Statistical & Aggregation Functions

In [None]:
# basic descriptive statistics
arr = np.array([1, 2, 3, 4, 5])
print(np.sum(arr))
print(np.mean(arr))
print(np.median(arr))
print(np.std(arr))
print(np.var(arr))
print(np.min(arr))
print(np.max(arr))

15
3.0
3.0
1.4142135623730951
2.0
1
5


In [None]:
# Axis-based Calculations --- For 2D arrays, axis determines direction:
matrix=np.array([[1,2,3],
                 [4,5,6]])
print(matrix.sum(axis=0))  # column-wise sum → [5 7 9]
print(matrix.sum(axis=1))  # row-wise sum → [6 15]

[5 7 9]
[ 6 15]


In [None]:
# Percentiles & Quantiles -- Used to find thresholds in data (important in outlier detection).
data = np.array([1,3,5,7,9])
print(np.percentile(data,50))
print(np.percentile(data, 80))

5.0
7.4


In [None]:
# Cumulative Functions
arr=np.array([1,2,3,4,5])
print(np.cumsum(arr))
print(np.cumprod(arr))

[ 1  3  6 10 15]
[  1   2   6  24 120]


In [None]:
# Arg Functions (Return Indexes)
arr = np.array([10, 20, 5, 30])

print("index of max value: ",np.argmax(arr))
print("index of min value: ",np.argmin(arr))


index of max value:  3
index of min value:  2


In [None]:
# flatten()  -- Purpose: Returns a copy of the array collapsed into 1D.

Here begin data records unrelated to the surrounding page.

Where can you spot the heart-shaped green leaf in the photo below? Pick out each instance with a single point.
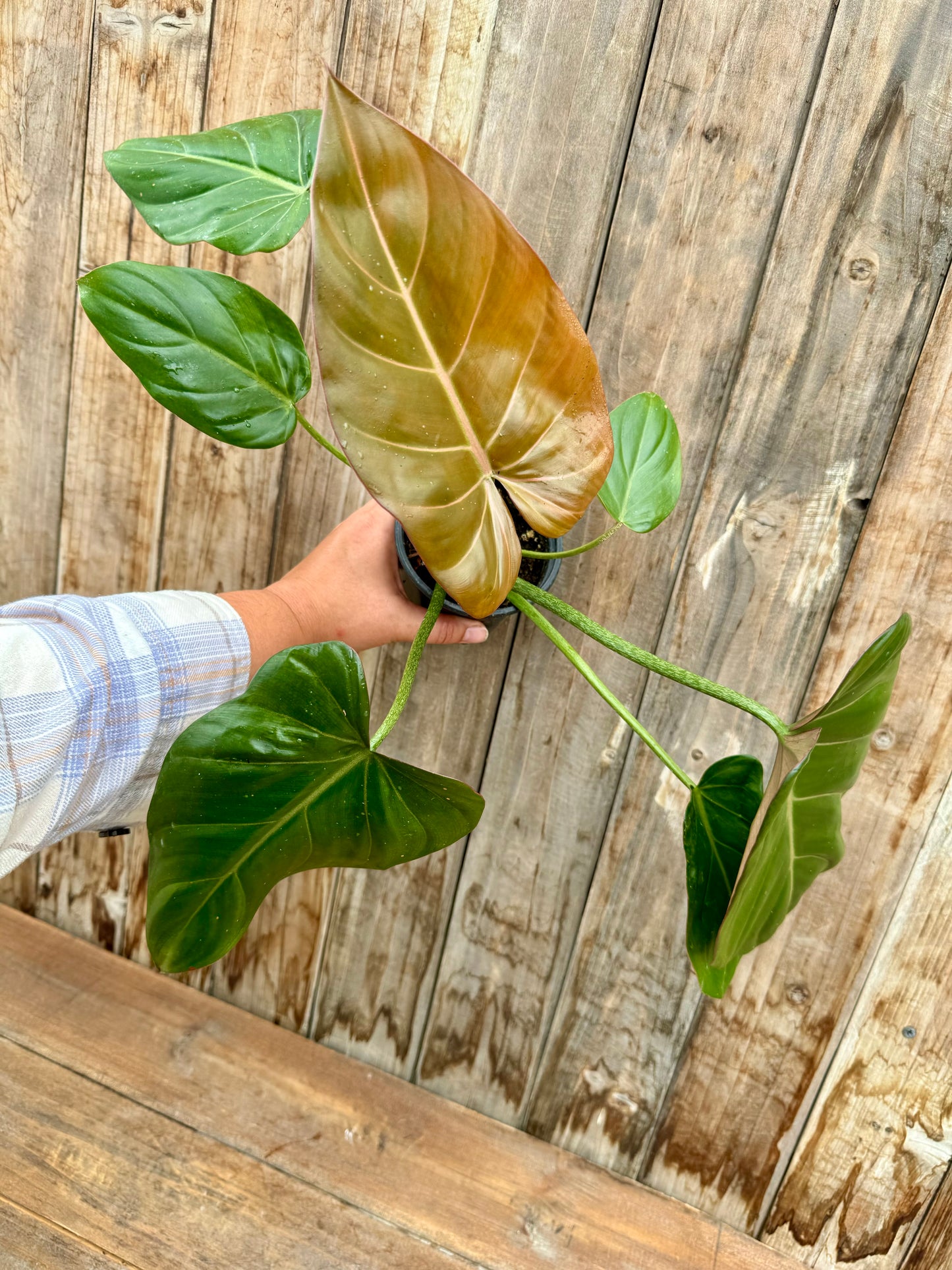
(279, 780)
(244, 188)
(644, 480)
(716, 826)
(213, 351)
(796, 835)
(450, 359)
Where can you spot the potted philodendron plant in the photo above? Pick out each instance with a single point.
(464, 393)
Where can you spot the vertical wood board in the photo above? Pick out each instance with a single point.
(753, 1064)
(545, 64)
(220, 508)
(704, 183)
(879, 1140)
(849, 290)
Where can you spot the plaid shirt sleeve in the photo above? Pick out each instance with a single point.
(93, 693)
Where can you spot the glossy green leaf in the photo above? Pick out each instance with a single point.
(716, 826)
(213, 351)
(244, 188)
(279, 780)
(450, 359)
(796, 835)
(644, 480)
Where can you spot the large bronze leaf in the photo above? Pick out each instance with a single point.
(450, 359)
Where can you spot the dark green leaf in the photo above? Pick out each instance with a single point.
(213, 351)
(244, 188)
(279, 780)
(796, 835)
(716, 826)
(644, 480)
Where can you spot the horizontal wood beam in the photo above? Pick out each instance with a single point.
(157, 1099)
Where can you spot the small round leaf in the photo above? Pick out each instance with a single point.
(213, 351)
(644, 480)
(279, 780)
(242, 188)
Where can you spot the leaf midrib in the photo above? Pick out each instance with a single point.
(439, 370)
(190, 156)
(310, 795)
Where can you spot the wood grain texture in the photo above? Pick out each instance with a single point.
(424, 68)
(704, 182)
(423, 64)
(750, 1071)
(30, 1242)
(879, 1140)
(932, 1249)
(848, 294)
(42, 146)
(550, 67)
(148, 78)
(149, 1189)
(221, 501)
(171, 1103)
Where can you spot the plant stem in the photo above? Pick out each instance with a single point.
(648, 660)
(413, 661)
(587, 546)
(605, 694)
(323, 441)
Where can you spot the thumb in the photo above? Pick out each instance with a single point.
(457, 630)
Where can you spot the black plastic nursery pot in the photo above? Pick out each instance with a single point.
(418, 582)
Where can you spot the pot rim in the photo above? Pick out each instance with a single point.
(450, 606)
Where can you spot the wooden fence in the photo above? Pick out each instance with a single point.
(749, 202)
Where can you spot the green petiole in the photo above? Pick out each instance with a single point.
(648, 660)
(583, 667)
(413, 661)
(586, 546)
(323, 441)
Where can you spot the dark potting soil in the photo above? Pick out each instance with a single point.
(530, 571)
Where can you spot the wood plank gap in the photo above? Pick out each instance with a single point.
(68, 1234)
(592, 290)
(260, 1160)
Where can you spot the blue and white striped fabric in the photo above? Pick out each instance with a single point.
(93, 693)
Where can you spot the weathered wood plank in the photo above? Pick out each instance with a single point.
(82, 888)
(849, 290)
(30, 1242)
(553, 72)
(149, 1189)
(42, 145)
(932, 1249)
(423, 65)
(43, 89)
(745, 1081)
(148, 76)
(704, 182)
(879, 1140)
(220, 508)
(376, 1143)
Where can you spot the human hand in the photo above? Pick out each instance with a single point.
(347, 589)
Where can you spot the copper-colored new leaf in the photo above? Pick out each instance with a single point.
(450, 357)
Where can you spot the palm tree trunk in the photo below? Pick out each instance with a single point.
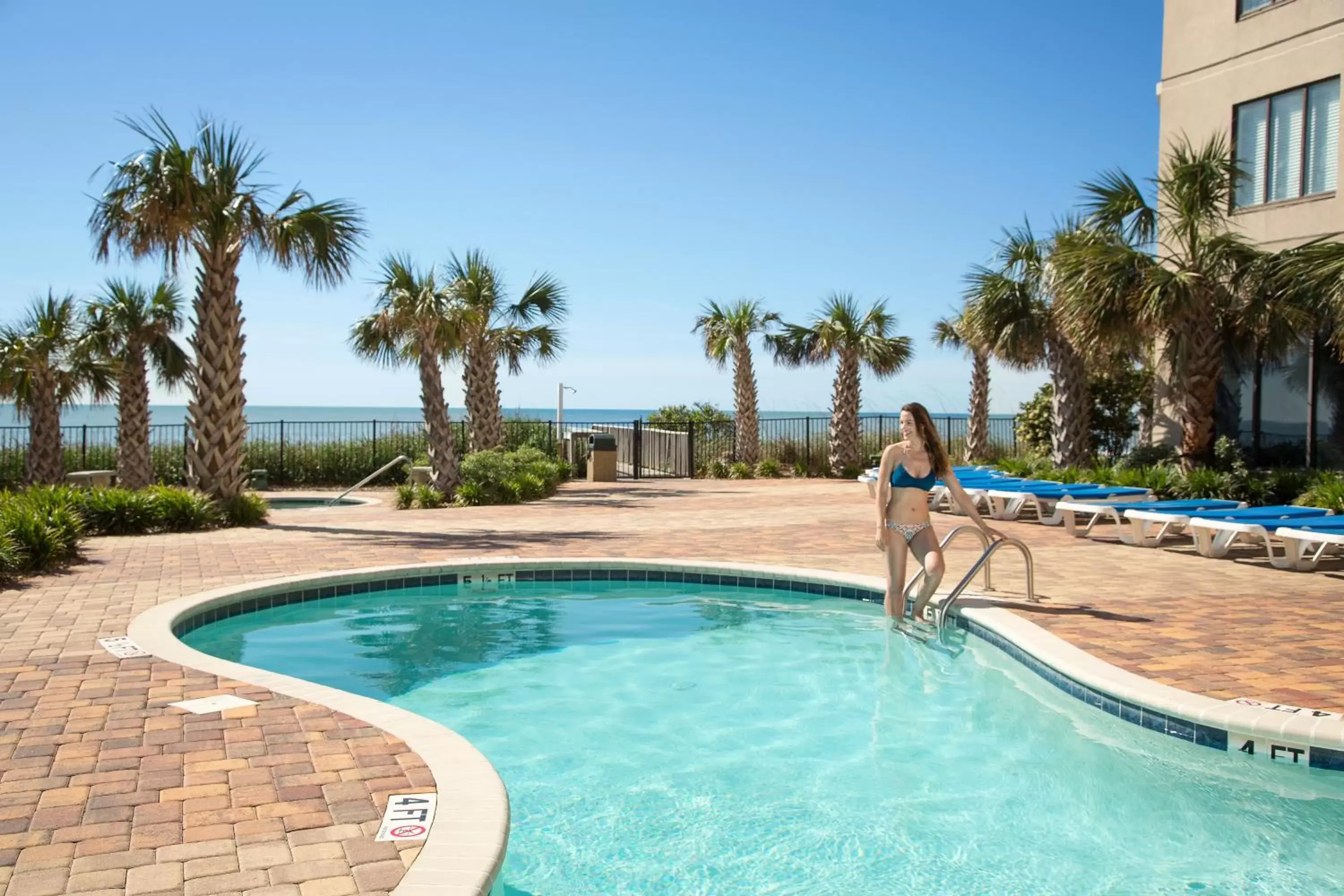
(43, 464)
(439, 431)
(135, 464)
(844, 414)
(215, 413)
(1069, 405)
(1195, 385)
(480, 378)
(748, 428)
(978, 428)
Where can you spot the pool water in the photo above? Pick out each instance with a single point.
(303, 504)
(686, 739)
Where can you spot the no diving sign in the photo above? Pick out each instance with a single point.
(408, 817)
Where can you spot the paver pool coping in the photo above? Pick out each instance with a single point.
(467, 844)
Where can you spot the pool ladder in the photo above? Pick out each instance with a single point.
(943, 614)
(400, 458)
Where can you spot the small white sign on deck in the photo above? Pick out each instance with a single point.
(1269, 706)
(218, 703)
(492, 581)
(123, 648)
(408, 817)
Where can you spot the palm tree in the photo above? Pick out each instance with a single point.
(46, 363)
(492, 330)
(134, 327)
(1164, 268)
(959, 332)
(1315, 276)
(728, 331)
(203, 197)
(1015, 303)
(413, 324)
(855, 339)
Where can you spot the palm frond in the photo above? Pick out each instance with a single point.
(1116, 203)
(322, 238)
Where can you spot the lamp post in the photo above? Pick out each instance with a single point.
(560, 417)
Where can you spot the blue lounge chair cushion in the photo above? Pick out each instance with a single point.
(1088, 491)
(1318, 524)
(1264, 515)
(1183, 507)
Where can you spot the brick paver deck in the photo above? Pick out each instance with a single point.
(107, 790)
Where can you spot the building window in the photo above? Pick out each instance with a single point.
(1288, 144)
(1246, 7)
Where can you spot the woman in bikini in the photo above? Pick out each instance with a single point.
(905, 477)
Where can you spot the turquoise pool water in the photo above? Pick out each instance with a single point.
(686, 739)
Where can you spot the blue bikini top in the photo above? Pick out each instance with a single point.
(902, 480)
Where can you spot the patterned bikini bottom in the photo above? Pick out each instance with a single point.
(910, 530)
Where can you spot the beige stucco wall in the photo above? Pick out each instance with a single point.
(1210, 64)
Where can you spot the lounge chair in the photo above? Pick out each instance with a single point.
(975, 487)
(1307, 540)
(1101, 511)
(1148, 528)
(1214, 536)
(1008, 503)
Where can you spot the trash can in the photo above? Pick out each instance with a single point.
(601, 457)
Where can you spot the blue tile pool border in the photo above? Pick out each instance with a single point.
(1172, 726)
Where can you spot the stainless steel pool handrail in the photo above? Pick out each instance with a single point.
(948, 539)
(944, 612)
(373, 476)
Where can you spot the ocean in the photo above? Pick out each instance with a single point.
(107, 414)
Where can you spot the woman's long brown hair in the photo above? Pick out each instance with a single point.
(933, 445)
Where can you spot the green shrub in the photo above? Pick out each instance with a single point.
(1228, 454)
(42, 527)
(1148, 456)
(119, 511)
(1159, 480)
(11, 555)
(1287, 487)
(1202, 484)
(1327, 492)
(248, 508)
(181, 509)
(531, 487)
(428, 497)
(508, 477)
(1019, 466)
(470, 495)
(769, 469)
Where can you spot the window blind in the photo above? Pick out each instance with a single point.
(1323, 134)
(1252, 142)
(1285, 146)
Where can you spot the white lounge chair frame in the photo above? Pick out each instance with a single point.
(1108, 511)
(1008, 505)
(1215, 538)
(1304, 548)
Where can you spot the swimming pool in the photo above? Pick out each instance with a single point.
(676, 738)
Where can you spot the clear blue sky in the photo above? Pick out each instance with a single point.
(651, 156)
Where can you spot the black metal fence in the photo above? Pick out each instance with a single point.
(343, 452)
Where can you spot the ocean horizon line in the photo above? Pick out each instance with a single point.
(175, 414)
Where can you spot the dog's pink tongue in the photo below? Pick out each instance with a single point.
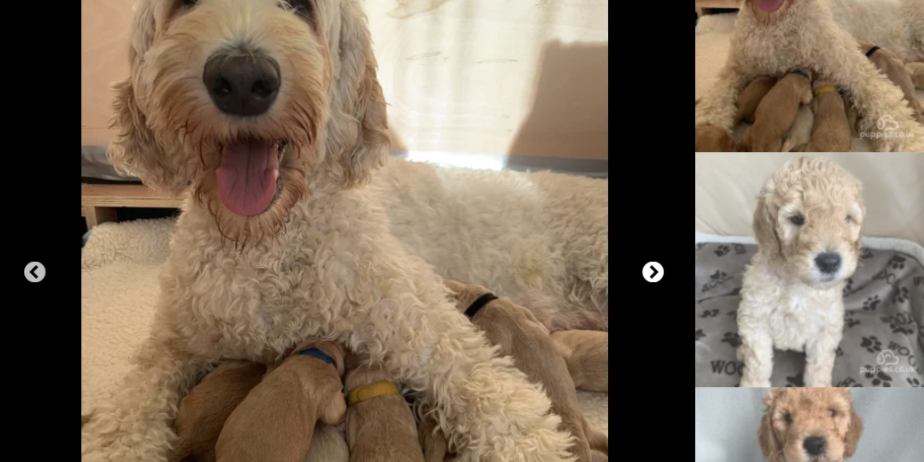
(246, 177)
(769, 6)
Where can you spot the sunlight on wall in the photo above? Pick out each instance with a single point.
(460, 160)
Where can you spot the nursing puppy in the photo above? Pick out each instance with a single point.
(327, 445)
(380, 424)
(204, 410)
(520, 335)
(277, 419)
(713, 139)
(831, 132)
(777, 111)
(751, 97)
(587, 355)
(893, 67)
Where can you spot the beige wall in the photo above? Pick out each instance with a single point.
(524, 77)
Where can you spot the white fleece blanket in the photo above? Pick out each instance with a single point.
(119, 288)
(713, 39)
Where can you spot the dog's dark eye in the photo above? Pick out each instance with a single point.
(302, 7)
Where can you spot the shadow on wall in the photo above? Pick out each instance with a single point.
(569, 113)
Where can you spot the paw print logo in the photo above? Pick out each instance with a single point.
(849, 287)
(897, 328)
(879, 378)
(732, 338)
(716, 279)
(871, 343)
(897, 262)
(901, 295)
(886, 358)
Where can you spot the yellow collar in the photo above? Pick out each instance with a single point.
(371, 391)
(824, 89)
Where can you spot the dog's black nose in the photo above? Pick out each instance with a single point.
(828, 262)
(242, 83)
(814, 445)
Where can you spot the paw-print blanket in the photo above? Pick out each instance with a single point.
(883, 344)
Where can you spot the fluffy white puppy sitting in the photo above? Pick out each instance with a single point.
(807, 225)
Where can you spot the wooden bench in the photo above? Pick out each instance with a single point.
(100, 201)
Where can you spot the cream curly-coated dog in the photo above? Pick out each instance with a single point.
(809, 425)
(271, 115)
(807, 226)
(772, 37)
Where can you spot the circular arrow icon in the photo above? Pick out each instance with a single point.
(35, 272)
(652, 271)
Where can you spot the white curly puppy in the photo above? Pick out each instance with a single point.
(807, 224)
(773, 37)
(270, 113)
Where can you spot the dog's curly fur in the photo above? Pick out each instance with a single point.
(787, 302)
(803, 33)
(348, 251)
(794, 414)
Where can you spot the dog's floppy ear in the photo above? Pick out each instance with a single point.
(356, 139)
(769, 445)
(135, 150)
(764, 225)
(854, 430)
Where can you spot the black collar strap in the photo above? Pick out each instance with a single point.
(478, 304)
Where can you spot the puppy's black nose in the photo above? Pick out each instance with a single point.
(828, 262)
(814, 445)
(242, 83)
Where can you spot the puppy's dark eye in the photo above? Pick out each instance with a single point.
(302, 7)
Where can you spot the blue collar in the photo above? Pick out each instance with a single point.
(318, 354)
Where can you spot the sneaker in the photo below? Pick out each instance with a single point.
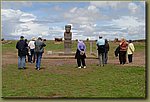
(84, 67)
(79, 67)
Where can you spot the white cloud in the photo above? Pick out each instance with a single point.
(103, 4)
(73, 9)
(133, 7)
(26, 17)
(16, 23)
(128, 22)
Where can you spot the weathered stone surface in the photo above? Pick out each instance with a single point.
(67, 39)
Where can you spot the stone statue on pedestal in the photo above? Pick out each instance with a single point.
(67, 39)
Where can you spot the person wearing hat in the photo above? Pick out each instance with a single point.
(39, 50)
(101, 50)
(21, 46)
(31, 52)
(130, 51)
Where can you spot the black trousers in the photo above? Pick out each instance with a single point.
(81, 61)
(130, 58)
(122, 57)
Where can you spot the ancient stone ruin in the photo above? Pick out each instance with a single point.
(67, 39)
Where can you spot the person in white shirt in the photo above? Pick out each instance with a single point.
(130, 51)
(32, 47)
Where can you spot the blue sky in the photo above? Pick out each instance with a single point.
(111, 19)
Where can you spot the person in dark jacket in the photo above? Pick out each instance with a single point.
(106, 50)
(21, 46)
(39, 50)
(80, 54)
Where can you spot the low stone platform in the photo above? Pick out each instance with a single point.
(62, 55)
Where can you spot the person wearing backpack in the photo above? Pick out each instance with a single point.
(21, 46)
(39, 50)
(130, 51)
(106, 50)
(123, 51)
(101, 50)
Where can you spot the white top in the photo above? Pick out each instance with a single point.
(130, 49)
(31, 45)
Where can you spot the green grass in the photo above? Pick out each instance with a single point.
(51, 45)
(67, 81)
(111, 81)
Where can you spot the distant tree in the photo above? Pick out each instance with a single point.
(2, 39)
(87, 39)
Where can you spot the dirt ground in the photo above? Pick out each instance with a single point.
(139, 59)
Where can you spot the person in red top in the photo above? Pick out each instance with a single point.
(123, 51)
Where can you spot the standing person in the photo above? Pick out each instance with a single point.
(106, 50)
(123, 51)
(101, 50)
(80, 54)
(39, 50)
(32, 47)
(21, 46)
(27, 51)
(130, 51)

arr = np.array([[1, 2], [3, 4]])
flat = arr.flatten()
print(flat)

[1 2 3 4]


In [None]:
X = np.array([1, 2, 3, 4, 5])
X = X.reshape(-1, 1)  # (5, 1) — 5 samples, 1 feature
print(X.shape)
print(X)

# why do we use reshape(-1, 1) in machine learning preprocessing?
#It automatically calculates the first dimension while ensuring data is in (n_samples, 1) shape, which is required for ML models expecting 2D inputs.

(5, 1)
[[1]
 [2]
 [3]
 [4]
 [5]]


In [None]:
# Resizing --- Unlike reshape, resize() can change the number of elements by adding zeros or removing values.

arr = np.array([1, 2, 3])
arr.resize(5)
print(arr)  # [1 2 3 0 0]

[1 2 3 0 0]


Stacking & Splitting Arrays

In [None]:
# Stacking Arrays --  Stacking means joining arrays along a new or existing axis.

# a) np.vstack() — Vertical Stack
# Stacks arrays vertically (row-wise).
# Equivalent to axis=0 concatenation for 2D arrays.

a = np.array([[1, 2], [3, 4]])
b = np.array([[5, 6]])
v_stacked=np.vstack((a,b))
print(v_stacked)

[[1 2]
 [3 4]
 [5 6]]


In [None]:
# np.hstack() — Horizontal Stack
# Stacks arrays horizontally (column-wise).
# Equivalent to axis=1 concatenation for 2D arrays.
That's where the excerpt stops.